DYLISS : Dynamics, Inference and Logics for bIological Systems and Sequences
DYLISS is a bioinformatics team focusing on the identification and characterization of the groups of genetic actors that control the phenotypic response of individuals or species to their environment.
The data revolution in life sciences combined with machine-learning techniques successfully highlight the top-ranking entities in a dataset. However, the biological interest lies in in the explanation of the ranking, and more precisely in the identification of the biological processes leading to the observed phenotypes. This requires to take into account the existing knowledge about the chains of biological compounds as well as their regulators.
The challenges are:
- integrating large heterogeneous complementary datasets and knowledge bases,
- extract explanation-supporting models of the observations compatible with the existing knowledge, and
- explore and analyze the exhaustive family of the consistent models.

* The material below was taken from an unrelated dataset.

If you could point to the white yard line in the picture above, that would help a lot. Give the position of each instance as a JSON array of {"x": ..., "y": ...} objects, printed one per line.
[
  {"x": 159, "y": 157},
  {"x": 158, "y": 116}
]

DYLISS develops knowledge-based data analysis and reasoning methods spanning three axis:
- develop data structuration and integration methods to unify datasets and knowledge bases into knowledge graphs. This is supported by Semantic Web technologies and resources from the Linked Open Data initiative.
- take advantage of the structured data to extract families of models of the processes underlying the observations. This is achieved with a combination of learning methods.
- assist domain experts for exploring and analyzing the family of models.